Python Package Usage

You can import the scikit-duplo package within python and then make use of the SciKit Duplo components inside your ML Pipelines.

QuantileStackRegressor

The QuantileStackRegressor is a meta learner that performs a regression task by learning interal quantiles over the target variable as a set of new features. In the example below we include a QuantileStackRegressor in a prediction pipeline.

from skduplo.meta import QuantileStackRegressor
from sklearn.ensemble import ExtraTreesRegressor
from sklearn.ensemble import RandomForestClassifier

qsr = QuantileStackRegressor(
    classifier=RandomForestClassifier(),
    regressor=ExtraTreesRegressor(),
    cuts = [0, 50, 100, 200]
)

This model learns a set of internal classifiers that cut the training data by the regression target value. In a sense the model learns a quantile regression stack in an out-of-sample fashion, then uses the outputs of the quantile regressors as a set of new features.

MultiStackRegressor

The MultiStackRegressor is a meta learner that extends the QuantileStackRegressor by learning a set of out-of-sample regressors as well as the quantile models as internal features. In the example below we include a MultiStackRegressor in a prediction pipeline.

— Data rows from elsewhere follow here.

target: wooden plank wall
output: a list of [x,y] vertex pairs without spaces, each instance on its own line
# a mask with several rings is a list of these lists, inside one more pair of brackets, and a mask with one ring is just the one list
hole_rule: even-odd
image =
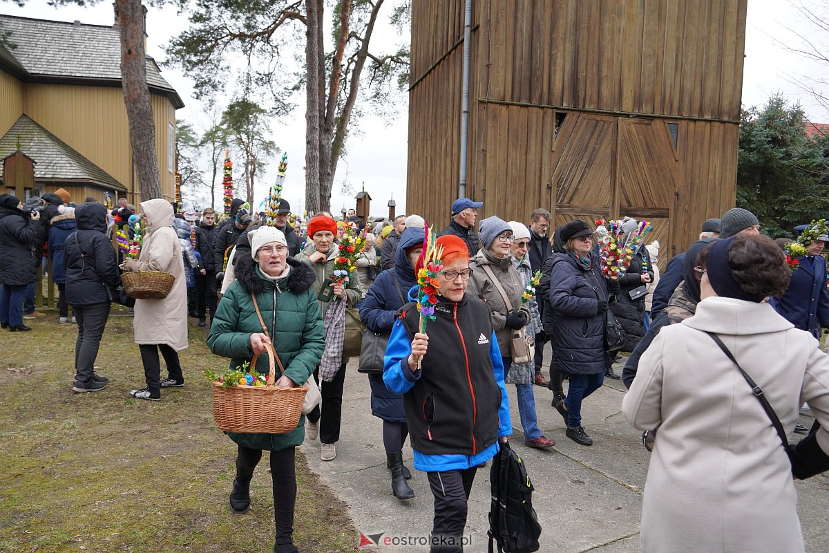
[[[558,206],[561,224],[655,209],[661,264],[684,250],[734,205],[746,2],[476,0],[467,196],[484,201],[481,218]],[[439,227],[458,195],[463,5],[412,7],[406,203]],[[652,114],[652,129],[619,138],[603,130],[603,118],[617,120],[607,112]],[[579,117],[593,123],[574,133]],[[657,134],[667,123],[678,125],[676,152]],[[558,167],[565,148],[584,155]],[[619,156],[635,162],[621,180]]]
[[492,37],[478,98],[739,119],[747,0],[476,3]]

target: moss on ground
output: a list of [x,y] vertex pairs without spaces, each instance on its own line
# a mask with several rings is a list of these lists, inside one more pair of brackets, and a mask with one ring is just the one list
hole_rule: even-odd
[[[28,323],[28,321],[27,321]],[[143,369],[132,318],[114,308],[98,355],[107,388],[75,394],[75,325],[57,315],[31,332],[0,331],[0,552],[272,551],[267,457],[251,510],[227,507],[235,445],[213,424],[205,329],[182,352],[187,386],[160,402],[129,397]],[[163,364],[162,376],[165,376]],[[302,551],[356,551],[347,507],[297,454],[294,543]]]

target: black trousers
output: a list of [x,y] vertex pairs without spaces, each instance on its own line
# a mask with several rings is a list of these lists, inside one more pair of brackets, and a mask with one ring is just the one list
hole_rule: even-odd
[[547,335],[543,332],[536,335],[536,356],[533,362],[536,365],[536,374],[541,374],[541,367],[544,365],[544,344],[547,343]]
[[[330,382],[319,381],[319,367],[313,371],[313,379],[319,385],[319,393],[322,396],[320,405],[308,414],[308,420],[313,423],[320,420],[319,441],[322,444],[336,444],[340,441],[340,422],[342,420],[342,385],[346,381],[346,364]],[[322,407],[322,413],[320,412]]]
[[196,312],[199,314],[199,318],[204,318],[206,312],[210,311],[211,320],[213,319],[219,303],[216,295],[216,274],[196,274]]
[[[293,541],[293,505],[297,501],[297,476],[293,464],[293,448],[270,452],[270,477],[274,488],[274,523],[276,545],[287,546]],[[254,469],[262,458],[261,449],[239,446],[236,457],[236,479],[247,484]]]
[[158,361],[158,350],[164,356],[167,371],[169,378],[177,382],[184,381],[182,366],[178,362],[178,352],[167,344],[139,344],[141,362],[144,365],[144,378],[147,379],[147,387],[153,395],[161,393],[161,363]]
[[463,528],[469,492],[477,467],[444,473],[426,473],[434,496],[432,526],[432,553],[460,553],[463,551]]
[[78,322],[78,337],[75,341],[75,376],[79,382],[87,383],[95,372],[95,358],[111,303],[72,306]]

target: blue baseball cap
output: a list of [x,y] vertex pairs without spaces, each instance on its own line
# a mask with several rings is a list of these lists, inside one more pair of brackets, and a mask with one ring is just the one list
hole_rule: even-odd
[[452,215],[458,215],[465,209],[474,207],[478,209],[483,206],[482,201],[473,201],[469,198],[458,198],[452,202]]

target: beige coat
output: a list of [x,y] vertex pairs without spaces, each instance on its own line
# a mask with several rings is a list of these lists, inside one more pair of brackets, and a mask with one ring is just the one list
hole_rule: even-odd
[[802,551],[788,458],[715,332],[791,433],[809,402],[829,452],[829,357],[765,303],[708,298],[660,331],[622,402],[657,428],[642,509],[644,551]]
[[[485,303],[492,313],[492,328],[495,330],[495,337],[498,340],[498,347],[501,349],[501,355],[504,357],[512,357],[510,347],[512,331],[507,327],[507,314],[510,309],[507,307],[507,302],[501,295],[498,289],[492,283],[483,266],[488,265],[498,279],[502,288],[509,297],[512,311],[521,309],[521,297],[524,293],[524,281],[521,278],[518,271],[512,266],[511,257],[507,256],[502,260],[500,265],[495,265],[484,255],[483,250],[479,250],[478,254],[472,258],[469,266],[473,268],[472,276],[469,278],[469,284],[467,286],[467,293],[473,298],[478,298]],[[526,312],[527,320],[530,320],[530,310],[523,308]]]
[[182,246],[172,226],[172,206],[156,198],[142,201],[141,209],[146,234],[138,259],[128,263],[128,269],[170,273],[176,282],[163,299],[135,300],[135,343],[167,344],[181,352],[187,347],[187,288]]

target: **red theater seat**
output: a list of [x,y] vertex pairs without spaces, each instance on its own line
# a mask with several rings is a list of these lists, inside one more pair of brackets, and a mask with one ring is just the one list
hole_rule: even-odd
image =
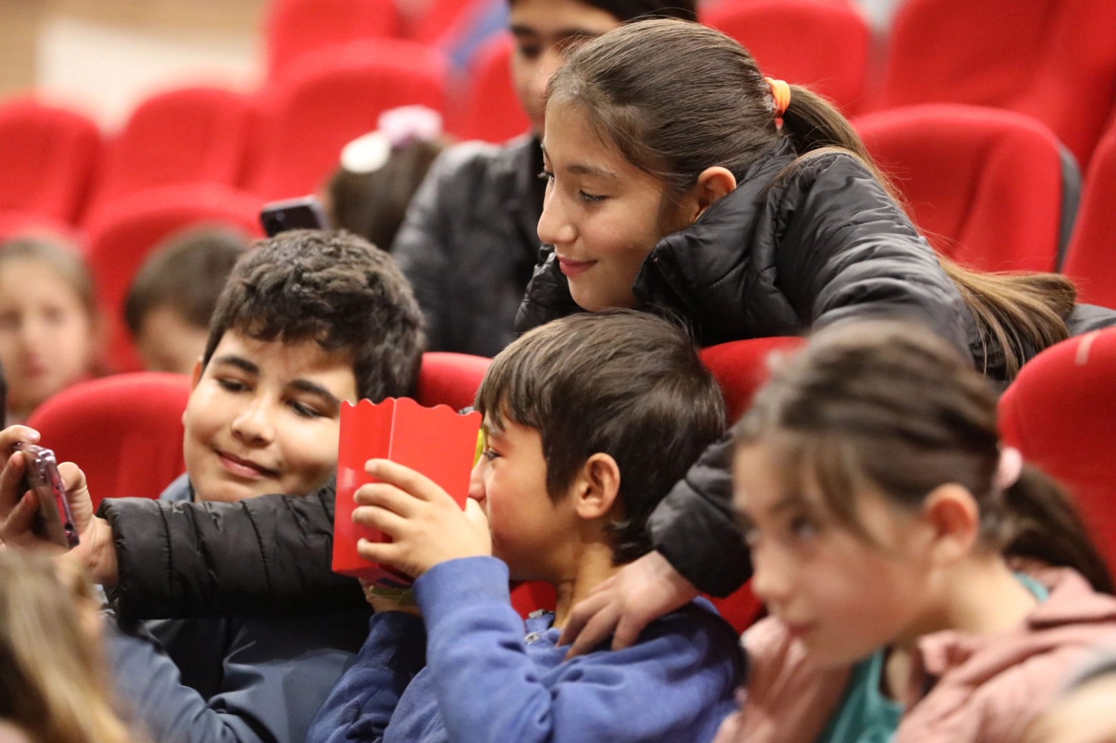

from skduplo.meta import MultiStackRegressor
from sklearn.ensemble import ExtraTreesRegressor
from sklearn.ensemble import RandomForestRegressor
from sklearn.ensemble import RandomForestClassifier

msr = MultiStackRegressor(
    classifier=RandomForestClassifier(),
    regressor_list=[ExtraTreesRegressor(), RandomForestRegressor()]
    regressor=ExtraTreesRegressor(),
    cuts = [0, 50, 100, 200]
)

Note that the regressor_list parameter is an arbitrary list of sklearn compatible regressors that the model will train internally on cross validated data to make intermediate predictions.